I turned away from him, pulling my wings tight to my body as I told him, "I did...they died."

"Both?" Marcus asked, his voice tense.

"Two sons, I didn't have time to even name them," I breathed, my head drooping until my nose touched the leaf-strewn forest floor. "They died in my arms."

I heard a snarl so deep it made the fur in my ears vibrate, and pain exploded across the left side of my head. Marcus's heavy paw had struck me so hard across the face that I was sent tumbling to the side, my wings flaring to arrest my fall.

"A year I have spent tracking you!" Marcus snarled. "You incompetent, useless fucking worm!"

I rolled onto my belly to try to take off, but Marcus launched himself on top of me. His claws were daggers in my skin, ripping and slicing, digging in to pull me back as I tried to drag myself forward and away from him.

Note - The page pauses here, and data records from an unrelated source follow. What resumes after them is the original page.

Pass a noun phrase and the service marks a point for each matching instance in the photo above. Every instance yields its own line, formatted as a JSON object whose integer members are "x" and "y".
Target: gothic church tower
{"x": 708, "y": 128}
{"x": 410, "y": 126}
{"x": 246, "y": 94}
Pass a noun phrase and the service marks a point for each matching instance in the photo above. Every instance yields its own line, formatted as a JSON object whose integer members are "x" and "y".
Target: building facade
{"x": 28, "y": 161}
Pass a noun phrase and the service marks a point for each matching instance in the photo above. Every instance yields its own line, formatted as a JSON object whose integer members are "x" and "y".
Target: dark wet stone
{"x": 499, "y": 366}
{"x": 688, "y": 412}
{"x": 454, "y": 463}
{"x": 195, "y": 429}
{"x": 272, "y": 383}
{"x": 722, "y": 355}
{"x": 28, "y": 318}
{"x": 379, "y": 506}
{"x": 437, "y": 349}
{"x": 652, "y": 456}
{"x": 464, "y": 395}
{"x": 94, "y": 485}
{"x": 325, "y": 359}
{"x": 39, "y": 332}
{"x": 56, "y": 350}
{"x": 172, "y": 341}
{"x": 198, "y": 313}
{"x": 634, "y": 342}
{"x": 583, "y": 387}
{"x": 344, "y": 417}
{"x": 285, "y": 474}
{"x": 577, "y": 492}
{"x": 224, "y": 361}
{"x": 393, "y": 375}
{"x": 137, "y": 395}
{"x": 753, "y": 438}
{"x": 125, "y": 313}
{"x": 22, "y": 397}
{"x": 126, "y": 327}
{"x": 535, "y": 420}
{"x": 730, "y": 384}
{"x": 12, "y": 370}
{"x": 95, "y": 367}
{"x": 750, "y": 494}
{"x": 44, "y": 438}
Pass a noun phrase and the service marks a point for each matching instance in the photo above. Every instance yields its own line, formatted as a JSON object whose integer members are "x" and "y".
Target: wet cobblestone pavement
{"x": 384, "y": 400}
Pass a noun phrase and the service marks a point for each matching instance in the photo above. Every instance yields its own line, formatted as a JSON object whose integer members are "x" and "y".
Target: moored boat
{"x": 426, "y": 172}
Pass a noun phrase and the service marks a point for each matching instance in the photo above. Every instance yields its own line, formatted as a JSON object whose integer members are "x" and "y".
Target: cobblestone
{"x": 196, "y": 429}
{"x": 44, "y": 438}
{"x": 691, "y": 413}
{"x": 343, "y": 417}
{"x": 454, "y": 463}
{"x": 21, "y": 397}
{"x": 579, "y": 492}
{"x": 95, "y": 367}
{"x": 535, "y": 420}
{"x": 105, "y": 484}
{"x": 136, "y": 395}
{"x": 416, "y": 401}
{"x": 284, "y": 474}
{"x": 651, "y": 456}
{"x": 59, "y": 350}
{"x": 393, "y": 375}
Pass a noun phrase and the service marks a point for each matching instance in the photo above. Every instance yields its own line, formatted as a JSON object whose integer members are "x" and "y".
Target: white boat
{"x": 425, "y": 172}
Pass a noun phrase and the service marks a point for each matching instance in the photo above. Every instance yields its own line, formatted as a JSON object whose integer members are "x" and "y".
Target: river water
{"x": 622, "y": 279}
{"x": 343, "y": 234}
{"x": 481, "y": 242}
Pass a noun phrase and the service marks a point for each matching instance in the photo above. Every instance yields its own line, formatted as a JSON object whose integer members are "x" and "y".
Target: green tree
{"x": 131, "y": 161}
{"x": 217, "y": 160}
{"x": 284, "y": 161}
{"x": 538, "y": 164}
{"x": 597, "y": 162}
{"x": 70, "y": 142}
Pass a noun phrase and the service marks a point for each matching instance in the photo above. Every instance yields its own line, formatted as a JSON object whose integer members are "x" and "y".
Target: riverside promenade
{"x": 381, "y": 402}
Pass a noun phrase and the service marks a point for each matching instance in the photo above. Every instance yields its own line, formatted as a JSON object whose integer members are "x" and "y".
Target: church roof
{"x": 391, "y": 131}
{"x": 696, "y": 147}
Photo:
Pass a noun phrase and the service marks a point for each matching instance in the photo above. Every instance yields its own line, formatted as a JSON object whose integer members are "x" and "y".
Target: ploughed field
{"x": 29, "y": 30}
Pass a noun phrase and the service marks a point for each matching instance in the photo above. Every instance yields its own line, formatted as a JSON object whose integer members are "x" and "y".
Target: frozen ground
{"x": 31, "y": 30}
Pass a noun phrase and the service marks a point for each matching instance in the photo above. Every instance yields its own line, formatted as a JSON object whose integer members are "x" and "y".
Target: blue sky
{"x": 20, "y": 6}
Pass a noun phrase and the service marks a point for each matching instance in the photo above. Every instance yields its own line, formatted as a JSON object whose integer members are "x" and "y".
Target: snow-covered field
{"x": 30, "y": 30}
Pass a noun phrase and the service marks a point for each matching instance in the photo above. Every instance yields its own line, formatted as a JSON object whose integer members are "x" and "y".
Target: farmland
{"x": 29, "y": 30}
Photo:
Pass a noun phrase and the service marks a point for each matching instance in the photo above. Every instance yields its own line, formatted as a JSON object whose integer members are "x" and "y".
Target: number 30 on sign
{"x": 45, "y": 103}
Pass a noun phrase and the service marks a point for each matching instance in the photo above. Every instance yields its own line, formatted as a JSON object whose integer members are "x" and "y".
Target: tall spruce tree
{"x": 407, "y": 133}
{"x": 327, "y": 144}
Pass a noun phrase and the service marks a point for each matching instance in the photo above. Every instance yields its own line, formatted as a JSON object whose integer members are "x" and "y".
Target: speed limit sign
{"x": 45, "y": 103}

He pinned my head to the ground and leaned forward until his mouth was inches from my eye and hissed, "I had hoped my search would end with you, but it appears I was mistaken. A worthy successor could not come from someone with a womb as weak as yours."

My hatred for the father of my children grew in that moment, and I twisted on him, sinking my teeth into his forearm so hard and fast I felt bone crack between my teeth. He howled in pain and rage, leaping back and away from me. I had an instant, no longer, to throw myself into the air. I felt his claws rake the skin of my tail as I gained height and speed, but I left him far below me.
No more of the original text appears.